GoogleCloudPlatform / DataflowTemplates

Cloud Dataflow Google-provided templates for solving in-Cloud data tasks
https://cloud.google.com/dataflow/docs/guides/templates/provided-templates
Apache License 2.0
1.11k stars 929 forks source link

cdc-embedded-connector giving java.lang.NullPointerException: null\n\tat com.google.cloud.dataflow.cdc.connector.DebeziumSourceRecordToDataflowCdcFormatTranslator.translate #597

Open andreagaffiero opened 1 year ago

andreagaffiero commented 1 year ago

Related Template(s)

cdc-embedded-connector

What happened?

cdc-connector has been deployed successfully and replicates cdc changes through pub/sub -> dataflow -> bigquery as needed.

I then started adding new tables to the whitelistedTables= parameter within the k8 configmap. After some time, with data changes being captured the cdc-embedded connector deployment then starts failing.

Within the logs the error placed in the log output was found.

Is there any config that can be added within the cdc-embedded-connector to fix this please? how can I get round this please? is this a known issue?

Thanks in advance.

Note: started working on this implementation last December, using DataflowTemplates-2022-12-13-00_RC01.

Beam Version

Newer than 2.43.0

Relevant log output

{"message":"io.debezium.embedded.EmbeddedEngine - Stopping connector after error in the application\u0027s handler method: null\njava.lang.NullPointerException: null\n\tat com.google.cloud.dataflow.cdc.connector.DebeziumSourceRecordToDataflowCdcFormatTranslator.translate(DebeziumSourceRecordToDataflowCdcFormatTranslator.java:91)\n\tat com.google.cloud.dataflow.cdc.connector.PubSubChangeConsumer.handleBatch(PubSubChangeConsumer.java:118)\n\tat io.debezium.embedded.EmbeddedEngine.run(EmbeddedEngine.java:826)\n\tat java.base/java.util.concurrent.Executors$RunnableAdapter.call(Executors.java:515)\n\tat java.base/java.util.concurrent.FutureTask.run(FutureTask.java:264)\n\tat java.base/java.util.concurrent.ThreadPoolExecutor.runWorker(ThreadPoolExecutor.java:1128)\n\tat java.base/java.util.concurrent.ThreadPoolExecutor$Worker.run(ThreadPoolExecutor.java:628)\n\tat java.base/java.lang.Thread.run(Thread.java:829)\n","severity":"ERROR"}

{"message":"com.google.cloud.dataflow.cdc.connector.DebeziumToPubSubDataSender - Requesting embedded engine to shut down","severity":"INFO"}
grdavor commented 6 months ago

Probably a bit late to the party but I think I was able to replicate this bug.

Setup:

databaseManagementSystem=postgres
singleTopicMode=false
whitelistedTables=postgres.public.table
inMemoryOffsetStorage=false

Steps to reproduce:

  1. Have the cdc-embedded-connector running and caught up with WAL
  2. stop the connector
  3. delete a row from the whitelistedTable
  4. restart the connector

From my limited understanding, the issue is that after restart, the connector tries to get the table schema from the after value emitted by debezium. However, if the first event it encounters is a delete event, the after value is null.

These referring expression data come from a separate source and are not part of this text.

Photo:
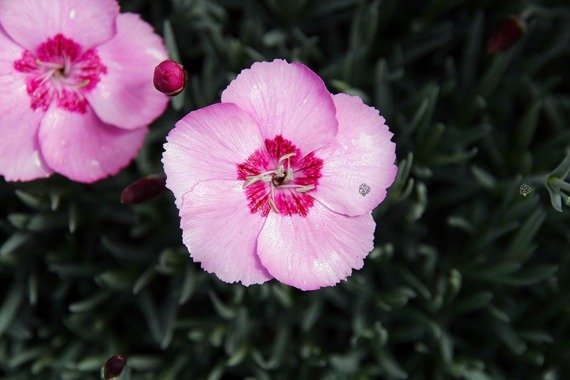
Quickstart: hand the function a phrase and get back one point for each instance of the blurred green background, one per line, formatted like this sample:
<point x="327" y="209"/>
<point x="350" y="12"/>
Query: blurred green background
<point x="469" y="278"/>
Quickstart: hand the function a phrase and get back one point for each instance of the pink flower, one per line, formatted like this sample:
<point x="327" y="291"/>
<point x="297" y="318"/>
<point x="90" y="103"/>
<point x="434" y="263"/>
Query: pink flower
<point x="170" y="78"/>
<point x="76" y="92"/>
<point x="279" y="180"/>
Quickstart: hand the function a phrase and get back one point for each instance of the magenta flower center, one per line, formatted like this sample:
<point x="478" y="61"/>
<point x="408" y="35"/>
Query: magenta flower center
<point x="279" y="177"/>
<point x="60" y="71"/>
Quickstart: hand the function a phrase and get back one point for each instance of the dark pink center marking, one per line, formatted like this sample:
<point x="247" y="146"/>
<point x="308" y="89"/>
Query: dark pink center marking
<point x="60" y="71"/>
<point x="277" y="177"/>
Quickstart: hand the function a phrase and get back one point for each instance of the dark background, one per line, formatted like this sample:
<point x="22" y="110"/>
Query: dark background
<point x="469" y="279"/>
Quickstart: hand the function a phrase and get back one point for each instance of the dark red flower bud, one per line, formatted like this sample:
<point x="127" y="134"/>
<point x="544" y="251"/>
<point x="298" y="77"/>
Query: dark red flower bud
<point x="114" y="367"/>
<point x="143" y="189"/>
<point x="170" y="78"/>
<point x="506" y="35"/>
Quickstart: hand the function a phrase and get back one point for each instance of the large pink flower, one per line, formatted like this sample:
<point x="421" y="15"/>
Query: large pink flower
<point x="76" y="92"/>
<point x="279" y="180"/>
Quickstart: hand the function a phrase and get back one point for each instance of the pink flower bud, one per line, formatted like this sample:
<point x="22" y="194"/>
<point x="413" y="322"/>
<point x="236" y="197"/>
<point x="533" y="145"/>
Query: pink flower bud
<point x="170" y="78"/>
<point x="144" y="189"/>
<point x="114" y="367"/>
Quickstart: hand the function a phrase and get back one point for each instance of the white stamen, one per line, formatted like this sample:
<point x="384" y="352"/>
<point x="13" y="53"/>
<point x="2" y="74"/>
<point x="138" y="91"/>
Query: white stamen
<point x="289" y="175"/>
<point x="304" y="189"/>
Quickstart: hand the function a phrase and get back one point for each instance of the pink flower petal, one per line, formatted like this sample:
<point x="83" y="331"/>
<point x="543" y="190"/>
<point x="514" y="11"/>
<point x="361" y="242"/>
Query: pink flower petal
<point x="83" y="148"/>
<point x="208" y="144"/>
<point x="20" y="157"/>
<point x="360" y="161"/>
<point x="125" y="96"/>
<point x="314" y="251"/>
<point x="221" y="233"/>
<point x="286" y="99"/>
<point x="32" y="22"/>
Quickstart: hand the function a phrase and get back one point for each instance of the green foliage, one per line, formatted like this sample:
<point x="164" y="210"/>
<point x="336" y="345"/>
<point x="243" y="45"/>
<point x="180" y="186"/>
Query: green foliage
<point x="469" y="279"/>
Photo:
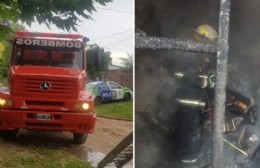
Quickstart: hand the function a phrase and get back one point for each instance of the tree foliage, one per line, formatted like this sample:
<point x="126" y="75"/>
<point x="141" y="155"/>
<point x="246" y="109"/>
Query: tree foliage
<point x="128" y="62"/>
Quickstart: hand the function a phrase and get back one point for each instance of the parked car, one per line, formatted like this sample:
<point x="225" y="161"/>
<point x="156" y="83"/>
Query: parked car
<point x="105" y="91"/>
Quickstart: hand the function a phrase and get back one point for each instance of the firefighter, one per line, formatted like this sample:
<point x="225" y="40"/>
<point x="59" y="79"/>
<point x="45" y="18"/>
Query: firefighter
<point x="190" y="97"/>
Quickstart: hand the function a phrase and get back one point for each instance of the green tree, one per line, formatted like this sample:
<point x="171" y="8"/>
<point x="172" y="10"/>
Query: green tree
<point x="97" y="54"/>
<point x="127" y="62"/>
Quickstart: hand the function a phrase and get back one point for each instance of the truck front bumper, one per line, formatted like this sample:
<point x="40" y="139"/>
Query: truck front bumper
<point x="59" y="121"/>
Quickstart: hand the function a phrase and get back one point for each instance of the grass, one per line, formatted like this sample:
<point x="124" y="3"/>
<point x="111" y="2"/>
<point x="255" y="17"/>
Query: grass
<point x="39" y="157"/>
<point x="122" y="110"/>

A hacky way to cricumvent the issue could be to set snapshot.mode to always (if the table is small enough so that it doesn't slow the replication too much). This would ensure that the first event the connector receives after restart isn't a delete event.

github-actions[bot] commented 6 days ago

This issue has been marked as stale due to 180 days of inactivity. It will be closed in 1 week if no further activity occurs. If you think that’s incorrect or this pull request requires a review, please simply write any comment. If closed, you can revive the issue at any time. Thank you for your contributions.